The city of Laurinburg has been designated as a “tree city” by the Arbor Day Foundation for the past 34 years. According to Neal McRae, with the state Forest Service, that’s no small feat.
“There are only 10 other cities in the nation that have that designation,” he said. “It’s very special for Laurinburg to still be in the program.”
The city plants two trees for each one it removes, Byrd said, in an effort to maintain, if not grow, the total of 8,000 that live within the city’s limits. A popular program revived just last year provides trees for Laurinburg residents free of charge, as long as the tree is planted where it can be seen from the nearest road.
The city has planted a tree every year in recognition of its designation as tree-friendly, but Byrd brought the program to the schools three years ago. A casual ceremony has been held so far at Covington and North Laurinburg, making the program a first for I.E. Johnson.
“We have to get kids to understand how important trees are,” Byrd said. “They’re pretty knowledgeable already, you can tell they’ve been studying trees because they’ve done their homework for sure.
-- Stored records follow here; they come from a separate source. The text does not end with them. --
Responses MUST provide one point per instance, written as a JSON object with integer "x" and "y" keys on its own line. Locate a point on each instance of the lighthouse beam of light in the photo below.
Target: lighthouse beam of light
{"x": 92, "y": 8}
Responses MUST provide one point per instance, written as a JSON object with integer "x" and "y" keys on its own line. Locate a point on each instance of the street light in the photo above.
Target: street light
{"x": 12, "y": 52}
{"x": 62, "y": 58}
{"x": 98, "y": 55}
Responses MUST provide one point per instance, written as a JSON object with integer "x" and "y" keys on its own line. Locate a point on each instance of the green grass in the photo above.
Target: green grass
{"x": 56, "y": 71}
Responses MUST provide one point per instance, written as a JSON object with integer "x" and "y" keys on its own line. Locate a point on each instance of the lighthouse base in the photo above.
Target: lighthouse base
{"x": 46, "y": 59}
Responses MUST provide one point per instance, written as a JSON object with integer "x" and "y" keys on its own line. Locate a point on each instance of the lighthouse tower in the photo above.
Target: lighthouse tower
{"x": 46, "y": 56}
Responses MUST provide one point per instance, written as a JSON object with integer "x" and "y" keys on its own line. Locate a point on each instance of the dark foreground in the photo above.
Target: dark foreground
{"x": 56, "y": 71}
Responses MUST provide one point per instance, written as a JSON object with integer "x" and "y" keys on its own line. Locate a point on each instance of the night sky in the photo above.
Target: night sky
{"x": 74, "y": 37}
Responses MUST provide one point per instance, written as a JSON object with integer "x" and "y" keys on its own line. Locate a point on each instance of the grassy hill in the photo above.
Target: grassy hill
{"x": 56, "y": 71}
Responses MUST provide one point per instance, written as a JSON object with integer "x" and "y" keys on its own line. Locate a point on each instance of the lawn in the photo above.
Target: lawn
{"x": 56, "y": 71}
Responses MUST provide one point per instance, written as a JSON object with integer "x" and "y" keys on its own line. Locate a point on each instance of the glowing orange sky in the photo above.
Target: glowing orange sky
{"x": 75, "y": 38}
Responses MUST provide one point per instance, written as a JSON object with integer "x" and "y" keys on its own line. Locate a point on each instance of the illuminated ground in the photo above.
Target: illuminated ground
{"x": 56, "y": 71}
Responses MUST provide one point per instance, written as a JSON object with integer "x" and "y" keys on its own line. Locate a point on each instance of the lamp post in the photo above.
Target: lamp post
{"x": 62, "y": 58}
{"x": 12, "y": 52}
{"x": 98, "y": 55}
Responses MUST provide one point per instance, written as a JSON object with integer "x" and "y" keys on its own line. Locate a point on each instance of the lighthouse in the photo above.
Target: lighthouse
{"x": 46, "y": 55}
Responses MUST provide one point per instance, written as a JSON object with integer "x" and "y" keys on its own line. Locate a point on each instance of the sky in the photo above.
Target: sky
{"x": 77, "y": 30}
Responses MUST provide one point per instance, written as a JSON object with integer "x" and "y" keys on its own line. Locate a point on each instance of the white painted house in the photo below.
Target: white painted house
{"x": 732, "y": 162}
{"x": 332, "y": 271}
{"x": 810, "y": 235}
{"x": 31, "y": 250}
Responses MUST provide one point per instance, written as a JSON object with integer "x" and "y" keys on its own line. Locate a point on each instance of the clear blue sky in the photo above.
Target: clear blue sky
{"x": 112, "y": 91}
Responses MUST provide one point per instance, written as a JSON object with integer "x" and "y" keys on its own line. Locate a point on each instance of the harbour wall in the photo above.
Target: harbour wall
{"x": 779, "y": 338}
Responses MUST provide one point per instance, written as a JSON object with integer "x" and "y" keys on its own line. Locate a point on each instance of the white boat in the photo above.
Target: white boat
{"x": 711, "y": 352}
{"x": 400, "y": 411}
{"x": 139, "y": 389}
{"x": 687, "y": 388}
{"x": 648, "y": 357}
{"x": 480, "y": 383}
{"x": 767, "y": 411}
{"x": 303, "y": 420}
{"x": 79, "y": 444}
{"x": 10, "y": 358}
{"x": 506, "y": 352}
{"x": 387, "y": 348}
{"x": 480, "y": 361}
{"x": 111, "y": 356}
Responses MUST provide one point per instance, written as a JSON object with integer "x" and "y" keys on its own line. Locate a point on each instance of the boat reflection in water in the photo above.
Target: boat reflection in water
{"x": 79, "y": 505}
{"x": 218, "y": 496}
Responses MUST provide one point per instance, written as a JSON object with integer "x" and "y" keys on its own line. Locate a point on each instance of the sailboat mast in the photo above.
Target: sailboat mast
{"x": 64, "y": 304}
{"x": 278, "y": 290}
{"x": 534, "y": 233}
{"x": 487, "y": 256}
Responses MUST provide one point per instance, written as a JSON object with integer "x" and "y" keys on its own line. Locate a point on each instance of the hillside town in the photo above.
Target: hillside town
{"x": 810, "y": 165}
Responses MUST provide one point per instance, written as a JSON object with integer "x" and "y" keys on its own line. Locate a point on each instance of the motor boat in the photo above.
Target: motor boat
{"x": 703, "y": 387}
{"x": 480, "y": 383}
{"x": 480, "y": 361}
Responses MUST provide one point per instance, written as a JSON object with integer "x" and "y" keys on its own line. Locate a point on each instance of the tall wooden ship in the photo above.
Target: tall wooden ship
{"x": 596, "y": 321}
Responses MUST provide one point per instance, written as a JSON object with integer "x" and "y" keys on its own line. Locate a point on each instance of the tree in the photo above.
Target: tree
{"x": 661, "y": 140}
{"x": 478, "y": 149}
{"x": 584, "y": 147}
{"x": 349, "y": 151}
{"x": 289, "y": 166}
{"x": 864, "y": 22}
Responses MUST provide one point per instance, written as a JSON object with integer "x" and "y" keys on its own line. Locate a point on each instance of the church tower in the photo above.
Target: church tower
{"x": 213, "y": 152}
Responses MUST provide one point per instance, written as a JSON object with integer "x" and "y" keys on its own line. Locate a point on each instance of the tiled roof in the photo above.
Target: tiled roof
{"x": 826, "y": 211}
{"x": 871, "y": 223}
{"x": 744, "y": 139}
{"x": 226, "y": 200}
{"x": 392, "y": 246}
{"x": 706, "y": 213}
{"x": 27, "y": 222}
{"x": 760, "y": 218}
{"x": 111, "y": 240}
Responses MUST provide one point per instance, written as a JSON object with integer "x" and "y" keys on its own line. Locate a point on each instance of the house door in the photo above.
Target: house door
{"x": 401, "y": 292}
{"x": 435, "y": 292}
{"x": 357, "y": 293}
I just want them to remember that as they go on … carry it with them their whole life.”
Students were given the important task of keeping the tree watered regularly and keeping the bark — what Byrd called the tree’s “skin” — safe from any punctures that could lead to disease. The maple, Byrd’s favorite tree, will grow up surrounded by decidedly less than exotic varieties which have surrounded the courtyard for an estimated 60 years.
“About the only thing you have to do is keep it watered and it will grow,” Byrd said.